CHARLESTON — The hardest part about returning to live professional wrestling for King Woods was that when he was finally able to step back in the ring, there was no crowd.
Woods said, “When there are no fans, there’s no adrenaline pumping through your body. You notice the pain a lot more.”
The superstars of the WWE are hoping for a big crowd Sunday night at the Charleston Coliseum when the WWE Supershow rolls into town.
The recently crowned “King of the Ring” will be there, along with Roman Reigns, Becky Lynch, Big E, Charlotte Flair and many others. The show is part of the early holiday push for WWE and the start of a busy winter season.
Woods said he was glad to be out in front of crowds again. He had a different view of the pandemic than some of his peers. When COVID-19 hit, Woods was already sidelined because of an injury.
“I tore my Achilles tendon in October of 2019,” the 35-year-old said. “When everything hit, I was doing my video game stuff and going to conventions.”
He laughed and said, “I was doing cosplay while getting around on a little scooter.”
Professional wrestling during the pandemic barely paused. WWE operated under strict protocols and taped its shows inside of empty arenas for months before resuming what appears to be mostly back to normal.
But Woods said it was interesting to watch what it all looked like from a distance. He returned to the ring in September 2020, with no fans in attendance.
“It was very weird,” he said. “Fans are such a big part of our show. Sometimes, people think they’re buying a ticket to come hang out. No, you’re buying a ticket to participate.”
Having the fans back, he said, was like flipping a switch. Suddenly, there was a lot more power in the room. Wrestling was just a lot more fun.
Fun is a big part of who Woods is. He sees himself as a kind of beacon for people, particularly children, who love pop culture, particularly the nerdier parts of it. He’s hosted video game shows and is a host on G4. He loves anime and old board games, plays Dungeons & Dragons, and is an unabashed fan of “The Golden Girls.”
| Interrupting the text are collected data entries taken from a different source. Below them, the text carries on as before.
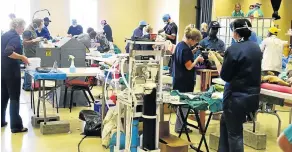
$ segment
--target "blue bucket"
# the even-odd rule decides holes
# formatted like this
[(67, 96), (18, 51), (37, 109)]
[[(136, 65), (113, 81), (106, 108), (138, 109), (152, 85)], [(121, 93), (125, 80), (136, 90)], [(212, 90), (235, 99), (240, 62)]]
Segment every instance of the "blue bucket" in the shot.
[[(109, 105), (109, 107), (116, 106), (111, 100), (107, 100), (106, 102)], [(94, 101), (94, 107), (93, 108), (94, 108), (95, 112), (98, 112), (98, 113), (101, 114), (102, 102), (101, 101)], [(107, 113), (107, 111), (108, 111), (108, 107), (107, 107), (107, 105), (105, 105), (105, 114)]]

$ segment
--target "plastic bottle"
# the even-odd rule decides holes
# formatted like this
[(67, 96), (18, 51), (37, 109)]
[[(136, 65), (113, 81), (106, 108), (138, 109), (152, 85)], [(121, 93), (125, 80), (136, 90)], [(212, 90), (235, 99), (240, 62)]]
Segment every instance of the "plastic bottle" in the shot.
[(76, 67), (74, 65), (74, 59), (75, 57), (73, 55), (69, 55), (69, 60), (71, 60), (71, 65), (70, 65), (70, 73), (75, 73), (76, 72)]

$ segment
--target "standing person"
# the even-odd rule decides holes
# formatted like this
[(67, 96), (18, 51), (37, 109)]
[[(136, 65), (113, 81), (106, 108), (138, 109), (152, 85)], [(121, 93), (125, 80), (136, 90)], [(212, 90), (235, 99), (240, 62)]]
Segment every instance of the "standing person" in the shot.
[(110, 43), (110, 48), (111, 50), (114, 49), (114, 40), (113, 40), (113, 32), (112, 32), (112, 28), (110, 27), (110, 25), (108, 25), (108, 23), (106, 22), (106, 20), (102, 20), (100, 22), (101, 26), (103, 27), (103, 34), (106, 36), (106, 39), (109, 41)]
[(72, 25), (69, 27), (67, 34), (70, 37), (73, 37), (75, 35), (80, 35), (83, 33), (83, 27), (81, 25), (77, 24), (77, 20), (72, 20)]
[(240, 3), (235, 4), (234, 11), (232, 12), (232, 17), (244, 17), (244, 12), (241, 10)]
[(202, 33), (203, 39), (208, 36), (208, 24), (205, 22), (201, 24), (201, 33)]
[(278, 76), (282, 72), (282, 56), (284, 45), (287, 42), (277, 38), (280, 30), (276, 27), (271, 27), (268, 30), (268, 37), (263, 40), (261, 44), (261, 51), (263, 52), (262, 71), (273, 72)]
[[(43, 28), (43, 20), (42, 19), (34, 19), (29, 27), (23, 32), (23, 51), (26, 57), (33, 58), (36, 57), (36, 49), (39, 46), (39, 42), (41, 41), (40, 37), (37, 37), (36, 31), (41, 30)], [(31, 76), (28, 72), (24, 74), (24, 82), (22, 89), (25, 91), (30, 91), (31, 88)]]
[(9, 14), (8, 16), (9, 16), (9, 18), (11, 19), (11, 21), (14, 20), (14, 19), (16, 18), (15, 14), (13, 14), (13, 13)]
[[(177, 32), (178, 27), (177, 25), (171, 20), (169, 14), (165, 14), (162, 17), (163, 22), (166, 24), (163, 29), (158, 31), (159, 33), (165, 32), (166, 40), (169, 40), (172, 44), (176, 44), (177, 39)], [(168, 61), (169, 72), (172, 73), (172, 57), (170, 57)]]
[(246, 116), (259, 108), (262, 52), (248, 40), (251, 27), (244, 19), (233, 22), (233, 38), (237, 43), (225, 52), (221, 65), (214, 52), (209, 59), (216, 64), (226, 82), (223, 94), (223, 114), (220, 121), (218, 152), (243, 152), (243, 123)]
[[(147, 25), (145, 28), (145, 33), (143, 34), (143, 38), (146, 38), (148, 40), (153, 40), (151, 39), (151, 34), (153, 33), (153, 28), (150, 26), (150, 25)], [(152, 44), (145, 44), (145, 45), (142, 45), (142, 50), (153, 50), (153, 45)]]
[(219, 22), (211, 21), (208, 29), (209, 35), (200, 41), (199, 45), (203, 48), (215, 49), (216, 51), (223, 53), (225, 51), (225, 43), (217, 37), (219, 28), (221, 28)]
[(86, 48), (88, 49), (88, 48), (91, 47), (91, 39), (95, 39), (95, 36), (96, 36), (96, 32), (95, 32), (95, 35), (92, 35), (92, 36), (90, 37), (89, 34), (90, 34), (91, 32), (94, 32), (94, 29), (91, 28), (91, 27), (89, 27), (89, 28), (87, 29), (87, 33), (82, 33), (82, 34), (80, 34), (80, 35), (75, 35), (74, 37), (76, 37), (76, 39), (77, 39), (79, 42), (83, 43), (83, 44), (86, 46)]
[[(143, 38), (143, 29), (144, 29), (144, 27), (146, 27), (146, 26), (147, 26), (146, 21), (140, 21), (140, 22), (139, 22), (139, 27), (137, 27), (137, 28), (134, 30), (131, 39), (132, 39), (132, 40), (135, 40), (135, 39), (141, 39), (141, 38)], [(141, 45), (136, 44), (136, 45), (134, 46), (134, 49), (135, 49), (135, 50), (141, 50), (142, 47), (141, 47)], [(129, 45), (129, 43), (128, 43), (127, 46), (126, 46), (126, 52), (129, 53), (129, 51), (130, 51), (130, 45)]]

“I have a mural of Blanche painted on a wall in my house,” he said. “I have a Golden Girls shrine. I just love them.”
Woods said he got to meet Marsha Posner Williams, who co-produced 76 episodes of “The Golden Girls.”
“She was just the kindest and hilarious,” he said. “I can’t imagine what it was like to be part of something like that.”
The WWE superstar said the old sitcom still holds up, and it’s even instructional for performers like him, who are interested in how comedic chemistry works.
It’s OK to like “The Golden Girls,” Woods said. It’s OK to like video games, cartoons and a thousand other things that other people think are silly.
“I have so many friends who let go of wrestling or let go of cartoons,” he said. “They let go of the things they really enjoyed, and then you get to be 30 or 40 and you feel like you’re not as happy as you used to be.”
Letting go of the little things that make you happy isn’t growing up, so much as giving up on a part of yourself.
Woods said as long as what you love doesn’t hurt anyone, you shouldn’t feel a need to quit your passions just because other people don’t get it.
Part of his role, he thought, was to be a kind of example for others. Woods wants to be a public figure who has no qualms about being who he is, which is a bit nerdy, but still authentically himself.
Maybe that would encourage others to do the same.
Woods said eventually he’d leave wrestling and spend more of his time with his other passions, like video games, but not just yet.
Recently, he captured the “King of the Ring” title, but that was only the start. He planned to go after the other championships.
“Now, we use the power of the crown to get even more shiny things,” he said.